A[JAiRouter 应用] --> B[Prometheus]
end
subgraph "告警处理"
B --> C[告警规则评估]
C --> D[AlertManager]
D --> E[通知路由]
end
subgraph "通知渠道"
E --> F[邮件]
E --> G[Slack]
E --> H[钉钉]
E --> I[短信]
E --> J[Webhook]
end
subgraph "告警管理"
K[Grafana 告警] --> D
L[静默规则] --> D
M[抑制规则] --> D
end
告警规则配置¶
基础告警规则¶
创建 monitoring/prometheus/rules/jairouter-alerts.yml
:
groups:
- name: jairouter.critical
interval: 30s
rules:
# 服务不可用
- alert: JAiRouterDown
expr: up{job="jairouter"} == 0
for: 1m
labels:
severity: critical
service: jairouter
annotations:
summary: "JAiRouter 服务不可用"
description: "JAiRouter 服务已停止响应超过 1 分钟"
runbook_url: "https://jairouter.com/troubleshooting/service-down"
# 严重错误率
- alert: HighErrorRate
expr: sum(rate(jairouter_requests_total{status=~"5.."}[5m])) / sum(rate(jairouter_requests_total[5m])) > 0.05
for: 2m
labels:
severity: critical
service: jairouter
annotations:
summary: "高错误率告警"
description: "5xx 错误率超过 5%,当前值: {{ $value | humanizePercentage }}"

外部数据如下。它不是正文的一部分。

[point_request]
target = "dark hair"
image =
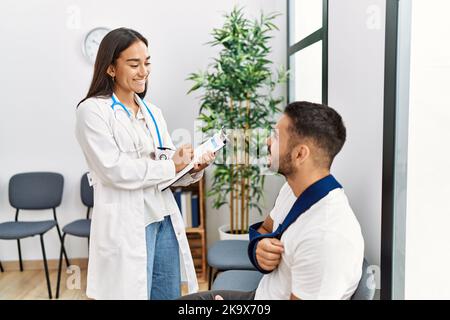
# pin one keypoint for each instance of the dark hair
(320, 123)
(109, 50)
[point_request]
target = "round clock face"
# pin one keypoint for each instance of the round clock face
(92, 42)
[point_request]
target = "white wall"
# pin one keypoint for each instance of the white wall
(44, 75)
(356, 88)
(427, 258)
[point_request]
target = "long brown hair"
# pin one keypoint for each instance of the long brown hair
(110, 48)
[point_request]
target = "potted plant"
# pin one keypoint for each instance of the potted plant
(238, 94)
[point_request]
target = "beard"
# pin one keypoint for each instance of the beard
(286, 167)
(284, 164)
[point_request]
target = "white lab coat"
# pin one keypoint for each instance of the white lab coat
(117, 266)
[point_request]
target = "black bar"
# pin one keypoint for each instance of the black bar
(389, 129)
(60, 237)
(288, 57)
(60, 266)
(325, 53)
(46, 267)
(20, 255)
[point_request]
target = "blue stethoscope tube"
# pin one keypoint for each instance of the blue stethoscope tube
(115, 102)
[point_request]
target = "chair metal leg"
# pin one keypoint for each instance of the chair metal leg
(64, 250)
(210, 274)
(60, 237)
(60, 266)
(46, 267)
(20, 255)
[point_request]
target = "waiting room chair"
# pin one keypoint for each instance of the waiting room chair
(228, 255)
(78, 228)
(248, 280)
(33, 191)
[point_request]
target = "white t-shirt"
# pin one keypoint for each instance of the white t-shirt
(323, 251)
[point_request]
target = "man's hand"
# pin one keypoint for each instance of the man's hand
(205, 160)
(268, 253)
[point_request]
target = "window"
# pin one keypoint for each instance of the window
(307, 52)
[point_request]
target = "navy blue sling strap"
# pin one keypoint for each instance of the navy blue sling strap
(313, 194)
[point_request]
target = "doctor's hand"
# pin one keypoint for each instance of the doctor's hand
(182, 157)
(268, 253)
(206, 159)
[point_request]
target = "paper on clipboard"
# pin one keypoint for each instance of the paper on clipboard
(214, 144)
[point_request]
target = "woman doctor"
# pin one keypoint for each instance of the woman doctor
(137, 232)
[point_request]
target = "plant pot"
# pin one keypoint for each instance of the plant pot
(224, 235)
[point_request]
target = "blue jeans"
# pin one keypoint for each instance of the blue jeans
(163, 261)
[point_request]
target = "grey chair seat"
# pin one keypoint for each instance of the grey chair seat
(237, 280)
(230, 255)
(79, 228)
(367, 285)
(24, 229)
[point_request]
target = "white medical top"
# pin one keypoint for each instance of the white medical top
(155, 208)
(323, 251)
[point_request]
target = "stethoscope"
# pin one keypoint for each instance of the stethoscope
(162, 150)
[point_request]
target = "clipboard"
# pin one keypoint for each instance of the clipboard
(214, 144)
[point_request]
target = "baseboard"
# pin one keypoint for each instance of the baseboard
(39, 264)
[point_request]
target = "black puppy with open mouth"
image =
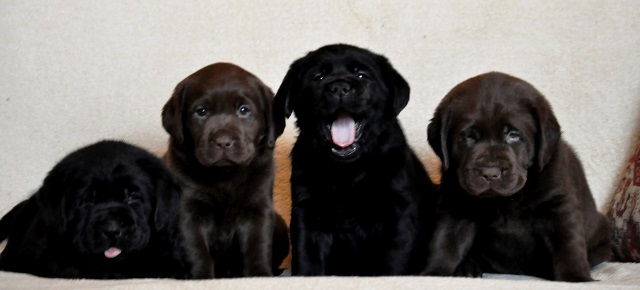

runbook_url: "https://jairouter.com/troubleshooting/high-error-rate"
# 严重响应延迟
- alert: HighLatency
expr: histogram_quantile(0.95, sum(rate(jairouter_request_duration_seconds_bucket[5m])) by (le)) > 5
for: 5m
labels:
severity: critical
service: jairouter
annotations:
summary: "响应时间过长"
description: "P95 响应时间超过 5 秒,当前值: {{ $value }}s"
runbook_url: "https://jairouter.com/troubleshooting/high-latency"
# 内存严重不足
- alert: HighMemoryUsage
expr: jvm_memory_used_bytes{area="heap"} / jvm_memory_max_bytes{area="heap"} > 0.90
for: 2m
labels:
severity: critical
service: jairouter
annotations:
summary: "内存使用率过高"
description: "JVM 堆内存使用率超过 90%,当前值: {{ $value | humanizePercentage }}"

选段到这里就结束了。